If Barack Obama wins a second term, he theoretically will be in a much stronger bargaining position, free to credibly threaten vetoes and no longer obsessed with placating independent voters. The risk, of course, is that Obama may continue his infuriating habit of conceding points of principle to the Republicans and then vainly quibbling about the details. Still, a Obama victory may bring congressional Democrats to the cusp of winning back the House and allow them to narrowly cling to control of the Senate.

The real transformation, though, is apt to be in the temperament of congressional Republicans. Revolutionary zeal is difficult to maintain through two campaign cycles. Some of the more fanatical members of the Class of 2010 will undoubtedly lose next year and others, after close calls, will suddenly develop an acute sense of electoral self-preservation. Failure to dethrone Obama, despite nearly double-digit unemployment, will presumably make Republicans more concerned with the polls and less fearful of threats from Grover Norquist.

Under this scenario, both the White House and Congress will be tempted to return to the kind of budgetary gamesmanship that de-clawed Gramm-Rudman. Everything in Washington these days can be renegotiated—especially budgetary deals enacted against the threat of defaulting on the national debt. Targets can slip a few years, fiscal emergencies can be declared, and escape clauses can be belatedly discovered.

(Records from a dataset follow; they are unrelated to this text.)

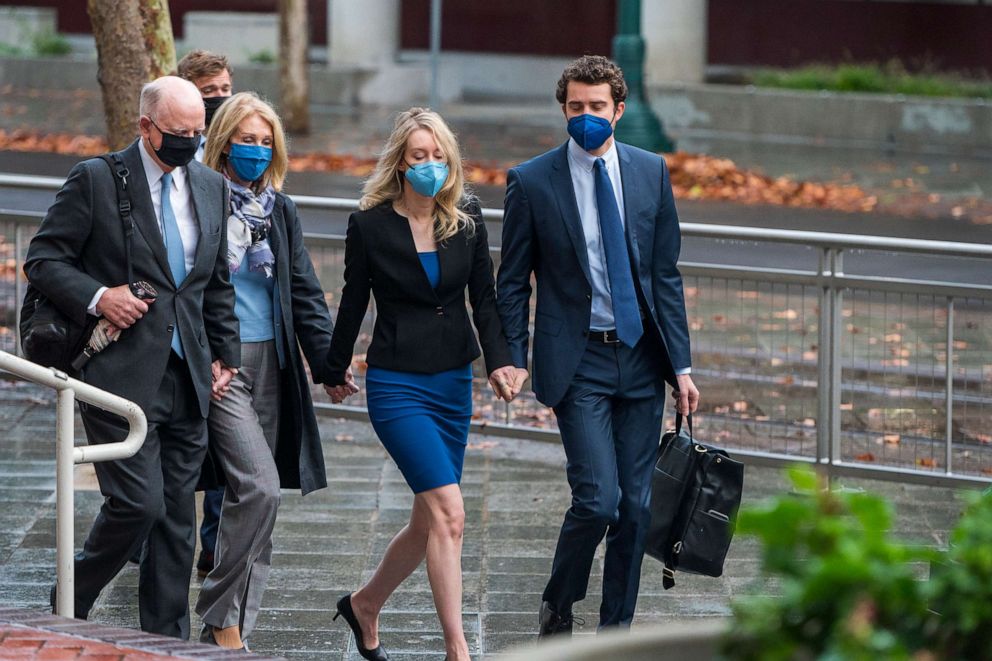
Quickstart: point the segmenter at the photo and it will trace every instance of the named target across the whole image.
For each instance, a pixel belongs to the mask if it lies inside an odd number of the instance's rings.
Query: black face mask
[[[210,126],[210,122],[214,119],[214,113],[221,105],[230,99],[229,96],[208,96],[203,99],[203,107],[207,112],[207,126]]]
[[[193,156],[196,155],[196,150],[200,146],[200,136],[191,135],[184,138],[175,133],[166,133],[154,121],[152,121],[152,125],[162,134],[162,146],[158,149],[152,147],[158,160],[174,168],[181,168],[193,160]]]

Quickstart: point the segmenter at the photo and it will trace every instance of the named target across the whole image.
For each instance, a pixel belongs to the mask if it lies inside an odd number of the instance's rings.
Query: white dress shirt
[[[620,179],[620,160],[617,157],[617,144],[613,142],[602,156],[593,156],[580,147],[574,139],[568,139],[568,169],[572,175],[572,190],[582,221],[582,234],[586,240],[586,254],[589,257],[589,275],[592,278],[592,314],[589,330],[603,331],[616,328],[613,319],[613,299],[610,295],[610,278],[606,270],[606,250],[603,248],[602,232],[599,228],[599,206],[596,204],[596,175],[593,168],[596,159],[602,158],[606,173],[613,186],[613,195],[620,210],[620,222],[625,223],[623,206],[623,186]],[[689,374],[691,368],[676,366],[676,374]]]
[[[148,191],[151,193],[152,207],[155,209],[155,220],[158,221],[158,229],[164,237],[165,232],[162,228],[162,175],[165,172],[148,153],[145,144],[145,141],[142,140],[138,152],[141,154],[141,164],[144,166],[145,179],[148,181]],[[186,273],[189,273],[193,270],[193,262],[196,259],[196,246],[200,240],[200,225],[196,221],[196,210],[193,207],[193,197],[190,194],[185,167],[173,168],[172,170],[169,201],[172,203],[172,211],[176,216],[176,224],[179,225],[179,235],[183,240],[183,256],[186,260]],[[90,314],[97,316],[96,305],[105,291],[107,291],[107,287],[100,287],[93,296],[88,309]]]

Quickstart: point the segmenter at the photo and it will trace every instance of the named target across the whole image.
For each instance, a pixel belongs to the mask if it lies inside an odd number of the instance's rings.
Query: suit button
[[[444,316],[444,308],[441,307],[440,305],[437,306],[437,308],[435,308],[435,312],[437,312],[437,316],[439,316],[439,317],[443,317]]]
[[[169,331],[169,332],[171,333],[171,332],[172,332],[172,331],[174,331],[175,329],[176,329],[176,327],[175,327],[175,326],[173,326],[172,324],[169,324],[169,325],[168,325],[168,327],[167,327],[167,328],[166,328],[165,330],[167,330],[167,331]]]
[[[582,337],[589,337],[589,331],[587,330],[582,331]]]
[[[586,300],[587,301],[591,301],[592,300],[592,294],[586,294]]]

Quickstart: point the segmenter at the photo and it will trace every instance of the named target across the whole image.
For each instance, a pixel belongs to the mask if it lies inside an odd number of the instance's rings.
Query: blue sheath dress
[[[437,287],[437,252],[419,256]],[[372,427],[414,493],[461,482],[472,418],[471,363],[436,374],[370,366],[365,389]]]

If, however, a Republican moves into the Oval Office in January 2013, then the current debt-ceiling fight may be remembered as the good old days of free-spending liberalism. A GOP president will almost certainly also be blessed with control of both chambers of Congress. Flush with victory and immune from any legislative check other than a filibuster by timorous Democrats, the new president will have the power in 2013 to permanently reshape entitlement programs, repeal the Obama health-care plan, and downsize federal spending.

Obviously, that would be a draconian penalty for losing the 2012 election. But that is also the risk that comes with electoral politics—sometimes the stars align for one party as they did for the Democrats in 2008.

On Sunday night, however, as the debt-ceiling crisis entered its desperate hours with no guarantee that any blue-ribbon deal can make it through the House, the real threat was default rather than the budget cuts slated to take effect over the next decade. Obama has badly played what always was a weak hand. But nothing in the latest showdown necessarily is permanent, unless the Tea Party zealots destroy the credibility of the U.S. government and the risk-free reputation of the dollar.